Pensó un momento y luego dijo —Por cierto, me temo que hoy tienes que hacerte una foto y ponerla en la pared de la empresa para que los empleados sepan que eres el presidente aquí.

De lo contrario, será incómodo que no puedas entrar en la empresa la próxima vez que vengas.

Gerald sonrió y dijo —¡De acuerdo!

Entonces Tyrone pidió a alguien que le hiciera una foto a Gerald.

A las nueve en punto sonó el móvil de Gerald.

Era Trevon.

Lo tomó, dijo unas palabras y bajó corriendo.

En la puerta, Trevon estaba de pie, mirando dentro nerviosamente.

El guardia de seguridad era el nuevo.

También vio a Tyrone traer personalmente a Gerald y no lo detuvo.

—¡Adelante!

—Cuando llegaron a la puerta, Gerald saludó a Trevon.

—¿Gerald?

—En ese momento, una hermosa mujer corrió desde la puerta.

Pasó su tarjeta por la puerta y miró a Gerald con desdén.

La persona que vino fue Vivian.

—¿Qué haces aquí?

¿No te han despedido?

—Mientras hablaba, volvió a fulminarle con la mirada.

—La persona que me despidió fue despedida.

Me volvieron a llamar —dice Gerald con una sonrisa.

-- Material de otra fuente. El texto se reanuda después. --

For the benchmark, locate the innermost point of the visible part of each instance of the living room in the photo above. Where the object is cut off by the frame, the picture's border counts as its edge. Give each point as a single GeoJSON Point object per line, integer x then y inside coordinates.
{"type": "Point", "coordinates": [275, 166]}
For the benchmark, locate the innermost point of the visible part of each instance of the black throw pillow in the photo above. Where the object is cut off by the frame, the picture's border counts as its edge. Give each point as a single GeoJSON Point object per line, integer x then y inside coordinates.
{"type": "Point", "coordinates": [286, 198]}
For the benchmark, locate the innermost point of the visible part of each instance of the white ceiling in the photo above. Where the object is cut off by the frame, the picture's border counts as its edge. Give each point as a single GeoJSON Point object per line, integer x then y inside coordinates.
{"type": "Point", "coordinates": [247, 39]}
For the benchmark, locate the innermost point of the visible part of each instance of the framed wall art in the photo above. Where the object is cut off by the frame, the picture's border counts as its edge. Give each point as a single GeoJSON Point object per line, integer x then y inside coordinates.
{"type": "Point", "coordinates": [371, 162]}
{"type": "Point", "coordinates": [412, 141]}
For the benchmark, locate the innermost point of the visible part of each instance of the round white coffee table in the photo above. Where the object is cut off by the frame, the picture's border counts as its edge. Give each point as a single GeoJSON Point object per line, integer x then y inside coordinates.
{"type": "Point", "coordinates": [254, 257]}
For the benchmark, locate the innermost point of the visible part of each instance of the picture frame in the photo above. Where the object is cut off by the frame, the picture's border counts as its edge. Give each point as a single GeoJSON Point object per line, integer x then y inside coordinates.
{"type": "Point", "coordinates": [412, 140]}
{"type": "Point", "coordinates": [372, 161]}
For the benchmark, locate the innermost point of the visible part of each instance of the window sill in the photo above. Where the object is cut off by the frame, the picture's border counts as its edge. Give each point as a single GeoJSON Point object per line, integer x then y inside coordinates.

—Humph, ¿cómo puedes estar tan orgulloso de ser guardia de seguridad?

¿Puedes ganar 800 dólares al mes?

Un bueno para nada —le regañó Vivian.

En la sala de seguridad, ¡el guardia de seguridad de la puerta quería maldecir!

—¿Viste el Timeline de mi prima ayer?

Adriel lo llevó a la fiesta de los ricos más importantes de Los Ángeles en el hotel Marriott.

Tú ni siquiera puedes permitirte ir a disfrutar de la comida una vez al mes con tu sueldo —dijo Vivian mirando a Gerald con desdén—.

Por supuesto, seguro que te dio de baja de su lista de amigos hace mucho tiempo.

Seguro que no lo sabes.

Gerald la miró y se sintió un poco raro.

—Date prisa y quítate de en medio.

Qué mala suerte tengo de verte.

Anteayer, me tropecé contigo y mi coche se averió.

Ayer, mi líder se despidió cuando te conocí.

Ahora no puedo ni dormir por la mañana por tu culpa.

Eres un gafe.

Te mereces ser abandonado por mi prima.

Viendo su vida actual, hasta yo siento envidia —dijo Vivian.

Empujó a Gerald y entró en el edificio.

Mirándola de espaldas, Gerald se rio en su fuero interno y pensó «hoy debes de tener muy mala suerte, sobre todo viendo mi foto y mi posición allí».